[<prev] [next>] [<thread-prev] [thread-next>] [day] [month] [year] [list]
Message-ID: <20250805090517.GA687566@bytedance>
Date: Tue, 5 Aug 2025 17:08:40 +0800
From: Aaron Lu <ziqianlu@...edance.com>
To: xupengbo <xupengbo@...o.com>
Cc: Ingo Molnar <mingo@...hat.com>, Peter Zijlstra <peterz@...radead.org>,
Juri Lelli <juri.lelli@...hat.com>,
Vincent Guittot <vincent.guittot@...aro.org>,
Dietmar Eggemann <dietmar.eggemann@....com>,
Steven Rostedt <rostedt@...dmis.org>,
Ben Segall <bsegall@...gle.com>, Mel Gorman <mgorman@...e.de>,
Valentin Schneider <vschneid@...hat.com>,
linux-kernel@...r.kernel.org, cgroups@...r.kernel.org
Subject: Re: [PATCH] sched/fair: Fix unfairness caused by stalled
tg_load_avg_contrib when the last task migrates out.
On Mon, Aug 04, 2025 at 09:03:26PM +0800, xupengbo wrote:
> We added a function named update_tg_load_avg_immediately() that mimics
> update_tg_load_avg(). In this function we remove the update interval
> restriction from update_tg_load_avg() in order to update tg->load
> immediately when the function is called. This function is only called in
> update_load_avg(). In update_load_avg(), we should call
> update_tg_load_avg_immediately() if flag & DO_DETACH == true and the task
> is the last task in cfs_rq, otherwise we call update_tg_load_avg(). The
> reason is as follows.
>
> 1. Due to the 1ms update period limitation in update_tg_load_avg(), there
> is a possibility that the reduced load_avg is not updated to tg->load_avg
> when a task migrates out.
> 2. Even though __update_blocked_fair() traverses the leaf_cfs_rq_list and
> calls update_tg_load_avg() for cfs_rqs that are not fully decayed, the key
> function cfs_rq_is_decayed() does not check whether
> cfs->tg_load_avg_contrib is null. Consequently, in some cases,
> __update_blocked_fair() removes cfs_rqs whose avg.load_avg has not been
> updated to tg->load_avg.
>
> When these two events occur within the 1ms window (defined by
> NSEC_PER_MSEC in update_tg_load_avg()) and no other tasks can migrate to
> the CPU due to the cpumask constraints, the corresponding portion of
> load_avg will never be subtracted from tg->load_avg. This results in an
> inflated tg->load_avg and reduced scheduling entity (se) weight for the
> task group. If the migrating task had a large weight, the task group's
> share may deviate significantly from its expected value.

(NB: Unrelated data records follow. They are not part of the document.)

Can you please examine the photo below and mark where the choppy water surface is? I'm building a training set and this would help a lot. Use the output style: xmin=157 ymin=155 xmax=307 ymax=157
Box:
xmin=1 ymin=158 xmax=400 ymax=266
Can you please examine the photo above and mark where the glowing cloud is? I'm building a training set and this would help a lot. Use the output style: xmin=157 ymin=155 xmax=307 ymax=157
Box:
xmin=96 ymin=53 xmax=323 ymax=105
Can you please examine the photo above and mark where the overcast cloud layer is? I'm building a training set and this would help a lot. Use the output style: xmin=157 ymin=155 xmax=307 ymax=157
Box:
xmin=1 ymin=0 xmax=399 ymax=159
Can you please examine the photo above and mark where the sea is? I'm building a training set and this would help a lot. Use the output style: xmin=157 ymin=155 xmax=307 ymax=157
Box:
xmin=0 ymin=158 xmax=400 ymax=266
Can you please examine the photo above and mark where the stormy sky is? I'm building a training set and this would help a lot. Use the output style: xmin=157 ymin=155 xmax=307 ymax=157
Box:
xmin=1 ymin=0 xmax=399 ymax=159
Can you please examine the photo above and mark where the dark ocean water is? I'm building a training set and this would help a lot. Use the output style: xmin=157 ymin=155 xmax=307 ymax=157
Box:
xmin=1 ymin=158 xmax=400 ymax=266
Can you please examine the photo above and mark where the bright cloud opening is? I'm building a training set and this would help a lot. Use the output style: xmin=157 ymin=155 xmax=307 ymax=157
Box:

This issue is
> easily reproducible in task migration scenarios.
>
Agree this is a problem.
> Initially, I discovered this bug on Android 16 (running kernel v6.12), and
> was subsequently able to reproduce it on an 8-core Ubuntu 24.04 VM with
> kernel versions v6.14 and v6.16-rc7. I believe it exists in any kernel
> version that defines both CONFIG_FAIR_GROUP_SCHED and CONFIG_SMP.
> I wrote a short C program which just does 3 things:
> 1. call sched_setaffinity() to bound itself to cpu 1.
> 2. call sched_setaffinity() to bound itself to cpu 2.
> 3. endless loop.
>
> Here is the source code.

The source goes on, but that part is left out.